Of the 24 sectors of the Brazilian industry, 14 must take a technological leap to adapt to what has been termed by companies and international agencies as “Industry 4.0.” The assessment can be found in a survey recently published by the National Confederation of Industry (CNI).
The research considered productivity, exports, imports, and innovation in several of Brazil's industrial segments and compared them to the situation in the globe's 30 biggest economies in order to gauge the conditions facing Brazilian companies in both foreign and domestic markets.
The term “Industry 4.0” came into use in recent years in reference to the integration of several types of technology in the production process, including the internet of things, big data (the large-scale collection and processing of data), 3D printing, advanced robotics, and artificial intelligence.
The implementation of such technology is said to come as part of a new form of industrial organization, which stems from a number of deep transformations undergone by markets—“the fourth industrial revolution,” as dubbed by the Organization for Economic Cooperation and Development (OECD) and other international forums. The concept has also been launched in Europe in a bid to boost productivity without reducing costs linked to the labor force and to the preservation of competitiveness taking into account the rise of new powers, like China.
Still a long way to go
The survey indicates that the Brazilian industry in the sectors of printing and reproduction, pharmachemicals and pharmaceuticals, chemicals, non-metallic minerals, leather and footwear, clothing and accessories, textile, machinery and electronic devices, transport equipment, metal products, machinery and equipment, furniture, rubber and plastic articles, and miscellanea are still far from the threshold.
In terms of productivity, the segments reported above the average among the countries considered were those of mining, oil byproducts and biofuels, metalworking, and tobacco. Taking into consideration the innovation rate, a higher-than-average performance is observed for mining, food and furniture industries.
The study also highlights that this upgrade takes different shapes in different segments, but adds that the phenomenon has become a reality and that every sector must adapt in order to be level with standards in both external and internal markets.

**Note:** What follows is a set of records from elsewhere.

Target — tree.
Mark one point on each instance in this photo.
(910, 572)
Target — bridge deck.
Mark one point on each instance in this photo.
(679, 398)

Obstacles and quick changes
“The quick dissemination of the technology bringing about this revolution indicates that the advent and consolidation of Industry 4.0 will also take place faster than previous cases. Brazil's potential as a global competitor will depend, therefore, on our ability to implement this change,” the research study argues.
The need for a technological leap, the study shows, stems mainly from the decline in the productivity of domestic industry for ten consecutive years up to 2014 in the comparison with other countries. This issue, coupled with innovation challenges, draws Brazil further away from the richest economies around the globe.
CNI Executive-Director for Industrial Policy João Emílio Gonçalves mentions the role of these changes across industries of all sectors. “These changes are strategic for companies facing low competitiveness on the global stage and for those that have already found their place, as this process is occurring in other countries. If you're competitive today, you might not be tomorrow,” he warns.
As an example of the obstacles in adapting to Industry 4.0 standards, Gonçalves names the fact that the companies are still not familiar with the concept. “No one knew what it was three years ago. We've been working to show it's not fiction; it's a phenomenon that's starting to happen and makes sense throughout the world and also for Brazil, in its search for a place in the market,” he argues.
In his view, the companies interested in adapting to the new paradigm must seek to assess the technological and integration challenges in production. “This requires investment in modernization, personnel training, technological adaptation, etc.”
A concept from overseas
Ricardo Antunes, Sociology Professor at the State University of Campinas (Unicamp) and the author of books on changes in labor, argues that the notion of Industry 4.0 was shaped within the reality of the world's wealthiest economies, like Germany's, and cannot be brought over to nations in the so-called “Global South,” which have no prominent position in the market when it comes to state-of-the-art technology.
“In countries like Brazil and India, if you make progress in the digital arena with no social regulation and without the enforcement of social rights, you get more precarious working conditions, which creates a huge gap between advanced, small sectors of the industry—boasting European standards—and a polluting industrial area with degrading conditions, like mining and agribusiness,” he says.
Other risks, Antunes goes on to say, include the reduction of job posts due to robotics, and the deterioration of working quality. “There's been a process where the line dividing private life and work life has become increasingly finer, as workers go home and have to remain available for work, meeting targets and coping with an ever increasing workload,” he states.